Mar. 9 (NBD) -- Chinese gaming and social media giant Tencent is upping the ante in the video game livestreaming media with new investment plans. 

Domestic online streaming platform Douyu has raised 4 billion yuan (630.4 million U.S. dollars)  in a new round of financing, which was exclusively funded by Tencent, the platform's CEO Chen Shaojie said Thursday. This pushed Douyu's total funding to more than 6 billion yuan (945.6 million U.S. dollars), excluding the undisclosed fund raised in the Series D round. 

According to previous reports, Tencent also participated in Douyu's Series B and C funding rounds. 

On the same day, Huya, a lives broadcasting subsidiary of leading livestreaming social media platform YY Inc., announced via its WeChat account that it has received 460 million U.S. dollars from Tencent in its Series B funding round. 

NBD tried to confirm this with Huya and Tencent, but both parties declined to comment.  

Through the new investment, Tencent has gained a competitive advantage in the niche sector. 


Currently, livestreaming platforms are scrambling to be the first to get listed. 

According to the fiscal report released by YY Inc. Monday, Huya has secretly submitted the IPO application to the U.S. Securities and Exchange Commission, becoming the first of its kind to publicly announce the IPO plan. 

The report shows the revenue from Huya reached 693 million yuan (109.2 million U.S. dollars) in the fourth quarter of 2017, accounting for 20.57 percent of YY Inc.'s total. 

Meanwhile, livestreaming app Inke is reportedly planning to get listed in Hong Kong, aiming to raise 300 million U.S. dollars.
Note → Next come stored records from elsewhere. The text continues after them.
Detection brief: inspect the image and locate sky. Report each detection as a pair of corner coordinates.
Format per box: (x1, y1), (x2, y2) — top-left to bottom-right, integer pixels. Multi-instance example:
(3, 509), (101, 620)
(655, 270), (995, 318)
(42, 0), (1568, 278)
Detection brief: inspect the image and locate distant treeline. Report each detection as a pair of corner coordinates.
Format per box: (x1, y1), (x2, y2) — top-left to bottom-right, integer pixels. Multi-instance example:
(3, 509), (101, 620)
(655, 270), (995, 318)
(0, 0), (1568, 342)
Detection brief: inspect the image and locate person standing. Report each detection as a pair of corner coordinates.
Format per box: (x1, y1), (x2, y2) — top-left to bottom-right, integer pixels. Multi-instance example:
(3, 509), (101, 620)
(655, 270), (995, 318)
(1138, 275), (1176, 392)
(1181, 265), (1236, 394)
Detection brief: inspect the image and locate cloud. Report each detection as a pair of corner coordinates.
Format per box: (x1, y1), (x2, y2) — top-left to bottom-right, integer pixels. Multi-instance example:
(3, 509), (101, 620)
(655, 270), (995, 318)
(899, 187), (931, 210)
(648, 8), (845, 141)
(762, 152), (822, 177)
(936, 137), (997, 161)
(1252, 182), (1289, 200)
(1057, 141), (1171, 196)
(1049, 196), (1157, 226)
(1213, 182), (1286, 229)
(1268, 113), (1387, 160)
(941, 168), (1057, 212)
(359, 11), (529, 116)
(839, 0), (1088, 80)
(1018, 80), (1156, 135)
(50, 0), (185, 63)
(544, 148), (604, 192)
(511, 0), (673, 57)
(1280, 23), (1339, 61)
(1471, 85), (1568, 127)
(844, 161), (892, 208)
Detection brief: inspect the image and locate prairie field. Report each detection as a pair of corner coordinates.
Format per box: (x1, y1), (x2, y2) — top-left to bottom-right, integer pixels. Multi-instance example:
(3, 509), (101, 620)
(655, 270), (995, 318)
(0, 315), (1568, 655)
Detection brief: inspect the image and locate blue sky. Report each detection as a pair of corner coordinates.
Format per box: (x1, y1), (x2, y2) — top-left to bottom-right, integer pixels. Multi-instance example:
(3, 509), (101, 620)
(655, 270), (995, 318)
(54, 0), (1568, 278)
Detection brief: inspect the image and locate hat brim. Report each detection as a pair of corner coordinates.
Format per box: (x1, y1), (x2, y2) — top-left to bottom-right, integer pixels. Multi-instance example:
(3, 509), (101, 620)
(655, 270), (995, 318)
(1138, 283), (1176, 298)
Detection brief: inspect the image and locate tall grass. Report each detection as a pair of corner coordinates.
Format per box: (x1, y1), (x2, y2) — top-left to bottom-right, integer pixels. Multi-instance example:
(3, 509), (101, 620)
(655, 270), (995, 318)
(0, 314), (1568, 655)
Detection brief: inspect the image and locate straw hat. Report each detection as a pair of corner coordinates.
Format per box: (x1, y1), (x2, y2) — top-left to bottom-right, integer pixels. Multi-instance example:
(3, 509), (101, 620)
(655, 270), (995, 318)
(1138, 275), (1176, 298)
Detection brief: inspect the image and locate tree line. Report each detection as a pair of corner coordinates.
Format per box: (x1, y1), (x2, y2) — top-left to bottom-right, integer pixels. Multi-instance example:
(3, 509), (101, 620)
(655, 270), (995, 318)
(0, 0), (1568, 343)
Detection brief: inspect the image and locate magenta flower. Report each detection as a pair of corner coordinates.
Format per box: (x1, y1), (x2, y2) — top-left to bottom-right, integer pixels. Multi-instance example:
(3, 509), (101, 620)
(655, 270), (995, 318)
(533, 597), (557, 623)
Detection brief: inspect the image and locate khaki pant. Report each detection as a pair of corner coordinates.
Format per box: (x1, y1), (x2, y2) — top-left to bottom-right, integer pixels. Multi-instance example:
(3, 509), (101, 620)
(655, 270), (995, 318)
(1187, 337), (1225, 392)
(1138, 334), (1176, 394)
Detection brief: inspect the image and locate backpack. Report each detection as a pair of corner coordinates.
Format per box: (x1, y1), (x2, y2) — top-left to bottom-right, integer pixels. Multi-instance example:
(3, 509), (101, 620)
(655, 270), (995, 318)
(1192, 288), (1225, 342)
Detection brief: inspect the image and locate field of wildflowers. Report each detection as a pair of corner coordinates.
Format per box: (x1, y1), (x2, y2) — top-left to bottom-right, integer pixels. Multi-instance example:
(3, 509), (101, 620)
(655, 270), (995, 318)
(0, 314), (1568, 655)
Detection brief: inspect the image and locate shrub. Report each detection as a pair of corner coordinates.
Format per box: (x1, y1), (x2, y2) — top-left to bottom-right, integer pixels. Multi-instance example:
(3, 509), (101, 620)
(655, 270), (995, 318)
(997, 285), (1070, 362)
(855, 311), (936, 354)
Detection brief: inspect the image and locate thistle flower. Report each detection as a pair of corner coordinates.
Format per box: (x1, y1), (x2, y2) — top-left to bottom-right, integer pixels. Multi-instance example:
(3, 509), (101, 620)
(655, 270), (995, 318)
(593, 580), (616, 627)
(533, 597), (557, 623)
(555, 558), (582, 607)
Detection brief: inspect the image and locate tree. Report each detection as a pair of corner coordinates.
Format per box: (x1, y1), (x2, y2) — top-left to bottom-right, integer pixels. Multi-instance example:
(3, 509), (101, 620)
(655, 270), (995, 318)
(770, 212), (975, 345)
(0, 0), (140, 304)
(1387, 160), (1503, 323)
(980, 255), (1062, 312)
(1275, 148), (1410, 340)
However, Inke refused to comment when reached by NBD. 

According to previous announcements, Inke obtained revenue of 1.035 billion yuan (163.1 million U.S. dollars) and net profits of 244 million yuan (38.5 million U.S. dollars) in the first quarter of 2017. 

Famous cultural technology investor Cao Haitao said to NBD that the livestreaming industry is seeing intensified competition, and it is wise for players to get listed when they are in a good shape. In case of industry changes or fluctuation in business performance, their IPO plans may end up with nothing. 

While seeking an IPO of shares, livestreaming companies are struggling to diversify their business. 

For example, Douyu has been tapping into opportunities in the pan-entertainment area in recent years, while pan-entertainment platform Huajiao has announced a platform to invest 100 million yuan (15.8 million U.S. dollars) to make inroads into the game livestreaming sector. 

Next, livestreaming companies will extend their reach into vertical areas such as technology, finance, culture, and education, according to a report on the ecosystem of China's livestreaming industry in 2017 released by Tencent's Penguin Intelligence. 

An industry source acknowledged that content diversification is indeed a general trend for livestreaming platforms as single business mode and revenue structure will hinder their listing plans, but the gaming business will remain central to them.  

In the eyes of Cao Haitao, only platforms that can deeply integrate the upstream and downstream of the industry chain and develop a healthy revenue structure and sustainable profitability can go further in the capital market.